SAN DIEGO – Infectious diseases have a hard time getting any love from the biopharma community. And historically, antifungals have had a hard time getting any love from the infectious disease community.
"It's this sleepy little corner of infectious disease," Jeff Stein, CEO of Cidara Therapeutics Inc., told BioWorld Insight. "There are only three classes of antifungals" – the azoles, the echinocandins, and amphotericin B.
In contrast, antibacterial drug classes number more than a dozen.
But that sleepy corner is slowly waking up.
At a lively session on new antifungals in the pipeline at the 2015 annual meeting of the International Conference on Antimicrobials and Chemotherapy and the International Congress of Chemotherapy (ICAAC/ICC), convener Oliver Cornely, professor at the University of Cologne, told the audience that "this year there's a lot more to speak about, as opposed to other years, where there just wasn't much happening" in antifungal development.
There are several reasons antifungals have gotten less attention than antibacterials.
One is that overall, there are fewer fungal than bacterial infections. Collectively, though, fungal infections kill almost 100,000 people annually in the U.S. and an estimated 1.5 million to 2 million people globally. That death toll encompasses a variety of different pathogens, but it also surpasses that due to either malaria or tuberculosis.

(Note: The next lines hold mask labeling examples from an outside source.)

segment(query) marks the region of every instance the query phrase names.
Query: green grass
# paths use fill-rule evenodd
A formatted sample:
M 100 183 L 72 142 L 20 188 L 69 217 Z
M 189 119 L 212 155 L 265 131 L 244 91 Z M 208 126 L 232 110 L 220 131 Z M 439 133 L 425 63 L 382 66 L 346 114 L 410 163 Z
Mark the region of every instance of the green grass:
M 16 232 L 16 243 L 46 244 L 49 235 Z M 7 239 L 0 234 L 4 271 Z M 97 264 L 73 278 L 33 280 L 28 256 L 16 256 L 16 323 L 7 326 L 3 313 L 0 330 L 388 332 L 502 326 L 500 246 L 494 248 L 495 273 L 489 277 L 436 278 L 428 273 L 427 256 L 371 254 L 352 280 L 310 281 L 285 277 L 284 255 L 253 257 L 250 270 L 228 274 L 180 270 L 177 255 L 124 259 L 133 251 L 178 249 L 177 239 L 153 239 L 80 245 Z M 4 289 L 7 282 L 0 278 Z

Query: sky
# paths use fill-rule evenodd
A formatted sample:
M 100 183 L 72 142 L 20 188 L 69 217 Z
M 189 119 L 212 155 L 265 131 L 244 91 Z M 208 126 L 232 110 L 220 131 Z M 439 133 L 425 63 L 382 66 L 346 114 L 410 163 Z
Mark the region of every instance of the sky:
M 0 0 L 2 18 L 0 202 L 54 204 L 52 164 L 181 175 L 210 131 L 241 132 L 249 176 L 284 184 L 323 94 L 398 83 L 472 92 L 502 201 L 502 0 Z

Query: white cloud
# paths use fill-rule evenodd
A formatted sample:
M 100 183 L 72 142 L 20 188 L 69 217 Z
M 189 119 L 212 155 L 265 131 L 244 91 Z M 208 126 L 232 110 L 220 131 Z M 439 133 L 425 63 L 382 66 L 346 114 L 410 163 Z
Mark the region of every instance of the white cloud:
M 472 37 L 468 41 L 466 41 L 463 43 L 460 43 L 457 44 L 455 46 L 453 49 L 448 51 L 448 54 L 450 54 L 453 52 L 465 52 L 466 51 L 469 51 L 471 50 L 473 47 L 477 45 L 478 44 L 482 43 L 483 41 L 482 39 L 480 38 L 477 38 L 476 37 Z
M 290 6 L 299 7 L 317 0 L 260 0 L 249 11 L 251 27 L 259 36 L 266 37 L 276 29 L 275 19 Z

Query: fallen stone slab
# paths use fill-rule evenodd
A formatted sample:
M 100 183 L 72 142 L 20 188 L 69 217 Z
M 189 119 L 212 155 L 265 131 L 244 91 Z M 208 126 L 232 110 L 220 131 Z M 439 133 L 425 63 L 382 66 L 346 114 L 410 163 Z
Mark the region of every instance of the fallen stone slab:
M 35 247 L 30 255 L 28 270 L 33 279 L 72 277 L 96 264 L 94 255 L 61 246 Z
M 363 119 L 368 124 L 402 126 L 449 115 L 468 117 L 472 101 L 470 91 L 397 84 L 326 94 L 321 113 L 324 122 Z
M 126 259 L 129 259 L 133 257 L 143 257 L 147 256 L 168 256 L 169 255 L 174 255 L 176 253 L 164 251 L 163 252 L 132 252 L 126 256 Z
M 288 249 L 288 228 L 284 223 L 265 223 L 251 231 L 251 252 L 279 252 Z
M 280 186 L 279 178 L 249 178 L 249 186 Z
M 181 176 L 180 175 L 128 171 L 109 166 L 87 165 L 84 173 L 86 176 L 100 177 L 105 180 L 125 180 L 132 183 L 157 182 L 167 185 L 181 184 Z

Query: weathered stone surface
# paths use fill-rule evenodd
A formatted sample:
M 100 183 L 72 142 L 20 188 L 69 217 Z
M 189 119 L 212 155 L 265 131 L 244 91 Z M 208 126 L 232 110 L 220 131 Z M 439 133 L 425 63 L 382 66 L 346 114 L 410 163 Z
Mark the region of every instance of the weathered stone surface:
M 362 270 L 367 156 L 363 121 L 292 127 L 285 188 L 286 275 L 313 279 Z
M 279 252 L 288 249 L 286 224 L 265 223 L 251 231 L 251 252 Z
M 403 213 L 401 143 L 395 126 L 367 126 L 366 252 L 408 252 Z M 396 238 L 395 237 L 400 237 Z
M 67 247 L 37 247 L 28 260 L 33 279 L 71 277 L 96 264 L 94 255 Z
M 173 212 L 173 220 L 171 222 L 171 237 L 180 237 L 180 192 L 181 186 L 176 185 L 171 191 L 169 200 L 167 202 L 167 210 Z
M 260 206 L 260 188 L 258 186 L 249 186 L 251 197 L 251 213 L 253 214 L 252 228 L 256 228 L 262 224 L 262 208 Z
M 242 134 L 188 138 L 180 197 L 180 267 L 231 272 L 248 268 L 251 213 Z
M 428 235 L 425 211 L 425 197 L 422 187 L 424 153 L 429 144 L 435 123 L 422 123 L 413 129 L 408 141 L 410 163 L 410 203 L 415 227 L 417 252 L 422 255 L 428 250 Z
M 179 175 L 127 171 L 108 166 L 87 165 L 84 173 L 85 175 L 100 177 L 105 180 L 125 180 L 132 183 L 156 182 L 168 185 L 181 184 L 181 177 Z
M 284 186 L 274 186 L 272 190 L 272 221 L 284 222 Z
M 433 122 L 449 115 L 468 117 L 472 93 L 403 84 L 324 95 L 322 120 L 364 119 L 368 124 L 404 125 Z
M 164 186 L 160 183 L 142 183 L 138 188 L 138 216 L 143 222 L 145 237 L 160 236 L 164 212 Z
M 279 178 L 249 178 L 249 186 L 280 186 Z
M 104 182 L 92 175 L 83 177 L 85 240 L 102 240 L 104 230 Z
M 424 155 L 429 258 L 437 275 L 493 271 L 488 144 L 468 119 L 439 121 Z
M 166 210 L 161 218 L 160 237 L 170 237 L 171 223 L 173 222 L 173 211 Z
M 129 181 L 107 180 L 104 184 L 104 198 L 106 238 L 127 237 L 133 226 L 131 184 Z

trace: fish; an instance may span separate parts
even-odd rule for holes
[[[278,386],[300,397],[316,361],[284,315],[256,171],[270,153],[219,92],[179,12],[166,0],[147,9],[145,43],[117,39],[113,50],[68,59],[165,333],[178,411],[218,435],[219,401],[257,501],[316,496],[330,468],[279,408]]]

Fungal infections also tend to kill patients who are already quite sick. "These are complicated patients," Stein said. "They are in the hospital for something else, and that 'something else' gets a lot of attention . . . but many of them ultimately will die due to the underlying fungal infections."
Then, finding good targets is tougher. Unlike bacteria and like humans, fungi are eukaryotes – they have a membrane-enclosed nucleus and organelles. In practice, this means that many proteins that could be targeted therapeutically will have counterparts in humans.
Still, momentum in the antifungal space is growing. At the antifungals in development session, speaker John Perfect, professor at Duke University, took his audience through a tour de force of 10 new compounds in about 25 minutes.
Some of those compounds are members of the currently available classes of drugs. At the symposium on the antifungal pipeline, one presentation was devoted to new echinocandins. Furthest along is Scynexis Inc.'s SCY-078, which has received fast-track designation from the FDA for the treatment of invasive fungal infections and is being developed both as an oral formulation, where it is in phase II trials, and as an IV formulation, a program that is not yet in the clinic. The company presented animal data on SCY-078 at the ICAAC/ICC meeting.
Echinocandins still in preclinical development are ASP9726 (Astellas Pharma Inc.) and Cidara's biafungin (CD101). Stein said the company has completed a phase I trial using a single dose, is currently conducting a multiple-dose trial and expects to announce data from those trials by the end of the year.
But there are also half a dozen agents that target novel mechanisms.
A few of those agents are in the clinic, such as Nikkomycin Z, which targets chitin synthesis and is in phase I trials for Valley fever.
Arno Therapeutics' AR-12 is in preclinical development for fungal as well as viral infections, but there is phase I data on the compound from its previous life as an anticancer agent.
Most of the novel agents, though, are still in preclinical development, such as T2307 (Toyama Chemical Co. Ltd.), which Perfect noted for its "unbelieveably potent and broad-spectrum activity" against both molds and yeast. The compound targets mitochondria, which is a tricky business, as humans as well as fungi rely rather heavily on their mitochondria. But T2307 is selectively transported into fungal cells.
Cidara has developed Cloudbreak, a platform technology that can harness the immune system against fungal infections.
The basic idea of Cloudbreak, Stein said, was inspired by the bispecific antibody Blincyto (blinatumomab, Amgen Inc.), although the first generation of the technology (there are two) does not use antibodies. Instead, the molecule consists of an antifungal drug and a peptide that is derived from bacterial cell walls.
The roles of both molecules are the opposite of what one might expect. Therapeutic efficacy does not come from the antifungal drug; it provides a way to target the entire molecule to fungi. The therapeutic effect comes from the bacterial protein, which alerts immune cells that there is work to be done.
"Fungi . . . are very stealthy," Stein explained. "Some of our most effective immunosuppressants come from fungi. They can make things that mask them from the immune system."
In contrast, the immune system is quite good at recognizing bacteria. By attaching bacterial peptides to the fungus via the antifungal drug, the net effect is to "paint those fungi with a very loud signal and turn them into big bacteria . . . from the perspective of the immune system."
One strength of the approach, Stein pointed out, is that it has the potential to bridge conflicting goals in the patient's treatment.
Fungal infections are often due to a compromised immune system that is itself the result of other medical interventions such as chemotherapy or anti-rejection drugs. Those other medical interventions are both necessary for the patient's survival – and may kill them when such a patient develops an invasive fungal infection.
Cloudbreak, Stein said, is "a way to bridge" the patients' conflicting needs, because it focuses the immune system rather than strengthening or weakening it overall.